La collection Leslie B. Marcus : Un don à la Galerie d’art Beaverbrook

Herzl Kashetsky, La valise (détail), Prismacolor sur papier, Collection de Leslie B. Marcus

27 Février - 8 Juin, 2014    |    Regular Exhibition

Leslie B. Marcus a vécu au Nouveau Brunswick pendant trente ans. En 1968, il a été engagé par l’université du Nouveau-Brunswick, où il a enseigné les langues romanes (le français et l’espagnol), d’abord à Fredericton pour un an, puis au campus de Saint John pour les vingt-neuf prochaines années. Il a pris sa retraite en 1998 et a déménagé en Nouvelle Écosse, emportant une partie vitale du patrimoine culturel du Nouveau Brunswick, soit la collection d’œuvres d’art qu’il avait amassée au fil de sa carrière.


Maintenant, la collection de Leslie B. Marcus, qui compte 136 œuvres d’art, est revenue au Nouveau Brunswick sous forme de don à la Galerie d’art Beaverbrook. Au nombre des artistes représentés dans cette collection, on compte Jack Humphrey, Miller Britain, Pegi Nicol MacLeod, Robert Percival, Fred Ross, Herzl Kashetsky, Tom Forrestall, Mary Pratt, Christopher Pratt, Alex Colville, David McKay, Bruno Bobak, Molly Lamb Bobak et bien d’autres.

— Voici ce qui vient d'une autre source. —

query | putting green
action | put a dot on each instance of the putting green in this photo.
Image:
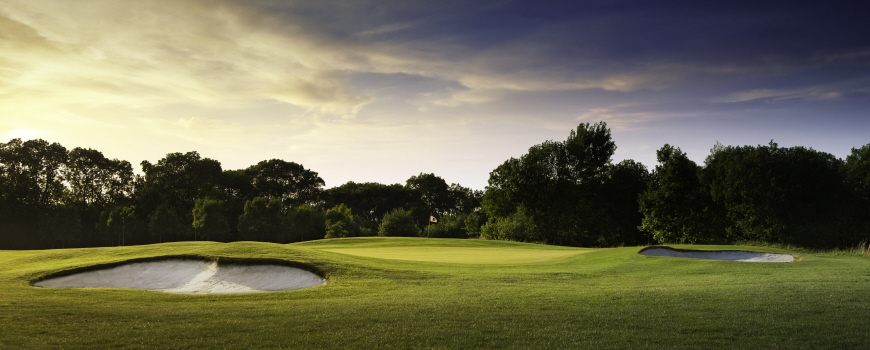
(463, 255)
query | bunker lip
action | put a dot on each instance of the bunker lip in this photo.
(190, 274)
(729, 255)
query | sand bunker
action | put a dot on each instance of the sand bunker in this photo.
(732, 255)
(191, 277)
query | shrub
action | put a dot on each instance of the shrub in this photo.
(399, 223)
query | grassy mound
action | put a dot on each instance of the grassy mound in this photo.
(410, 293)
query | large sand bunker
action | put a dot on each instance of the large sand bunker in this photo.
(187, 276)
(732, 255)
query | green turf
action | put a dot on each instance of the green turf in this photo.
(469, 297)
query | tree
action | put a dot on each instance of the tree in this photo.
(675, 206)
(262, 221)
(340, 223)
(448, 226)
(857, 172)
(773, 194)
(30, 186)
(61, 227)
(433, 192)
(370, 201)
(209, 221)
(399, 223)
(618, 211)
(287, 181)
(305, 223)
(517, 227)
(178, 180)
(559, 185)
(118, 222)
(167, 226)
(96, 183)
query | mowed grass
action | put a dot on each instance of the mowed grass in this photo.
(446, 297)
(470, 252)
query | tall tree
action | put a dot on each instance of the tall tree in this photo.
(178, 180)
(675, 206)
(262, 221)
(30, 185)
(166, 225)
(305, 223)
(96, 183)
(790, 195)
(61, 227)
(857, 170)
(371, 201)
(287, 181)
(557, 183)
(209, 221)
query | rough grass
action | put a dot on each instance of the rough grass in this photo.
(608, 298)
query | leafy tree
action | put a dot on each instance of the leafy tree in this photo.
(287, 181)
(179, 179)
(518, 227)
(262, 221)
(857, 172)
(209, 221)
(558, 184)
(340, 223)
(783, 195)
(675, 206)
(371, 201)
(119, 223)
(96, 183)
(448, 226)
(434, 193)
(61, 227)
(473, 223)
(305, 223)
(618, 211)
(399, 223)
(30, 186)
(167, 226)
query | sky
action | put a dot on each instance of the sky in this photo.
(378, 91)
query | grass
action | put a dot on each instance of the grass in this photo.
(410, 293)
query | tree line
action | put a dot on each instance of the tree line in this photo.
(570, 193)
(51, 197)
(560, 192)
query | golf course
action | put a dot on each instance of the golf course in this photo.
(449, 293)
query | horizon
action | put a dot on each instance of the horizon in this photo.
(363, 92)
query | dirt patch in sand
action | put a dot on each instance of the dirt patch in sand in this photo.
(731, 255)
(189, 276)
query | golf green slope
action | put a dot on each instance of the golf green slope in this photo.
(442, 293)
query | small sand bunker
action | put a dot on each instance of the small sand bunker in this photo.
(732, 255)
(191, 277)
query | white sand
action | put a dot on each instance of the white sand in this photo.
(191, 277)
(732, 255)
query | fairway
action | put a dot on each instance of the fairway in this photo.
(464, 255)
(450, 293)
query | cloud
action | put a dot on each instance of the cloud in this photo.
(150, 54)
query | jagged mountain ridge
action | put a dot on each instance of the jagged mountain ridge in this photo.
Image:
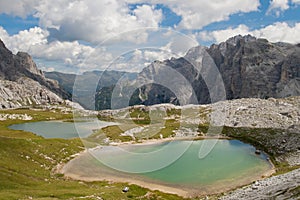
(84, 87)
(249, 67)
(23, 84)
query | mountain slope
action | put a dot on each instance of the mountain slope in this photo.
(85, 87)
(249, 67)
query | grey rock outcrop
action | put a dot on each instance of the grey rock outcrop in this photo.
(25, 92)
(23, 84)
(14, 67)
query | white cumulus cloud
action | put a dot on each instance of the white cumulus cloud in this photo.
(199, 13)
(277, 32)
(278, 6)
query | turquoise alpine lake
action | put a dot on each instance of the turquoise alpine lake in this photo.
(229, 164)
(226, 164)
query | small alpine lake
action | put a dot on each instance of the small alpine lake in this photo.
(61, 129)
(184, 167)
(229, 164)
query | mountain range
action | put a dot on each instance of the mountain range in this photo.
(241, 67)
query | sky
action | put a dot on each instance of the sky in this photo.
(74, 36)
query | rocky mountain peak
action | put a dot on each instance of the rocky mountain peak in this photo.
(27, 62)
(19, 75)
(248, 67)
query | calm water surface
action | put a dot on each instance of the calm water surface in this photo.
(59, 129)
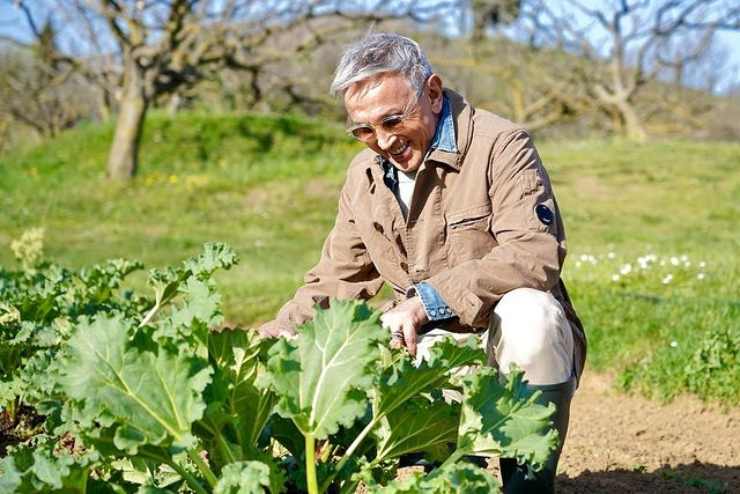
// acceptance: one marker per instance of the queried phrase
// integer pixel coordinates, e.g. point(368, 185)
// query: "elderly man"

Conservateur : Terry Graff
Organisée par la Galerie d’art Beaverbrook avec le soutien de la ville de Fredericton et du gouvernement du Nouveau Brunswick.

 

Comment je suis devenu collectionneur

Je me souviens de la première œuvre d’art que j’ai acquise en 1979. C’était une aquarelle de Robert Percival. J’ai pensé et repensé à cet achat tout au long de la fin de semaine, et j’étais si incertain de mes propres goûts que j’ai appelé presque tout le monde que je connaissais afin qu’ils me rassurent. 

« J’en sais peu sur l’art, mais je sais ce que j’aime », a dit Dwight Eisenhower, président des États Unis, dans les années 1950. Je suis d’accord avec Eisenhower. Mais lorsque j’ai commencé à collectionner, le monde des arts avait tourné le dos au réalisme et s’en allait vers l’art abstrait.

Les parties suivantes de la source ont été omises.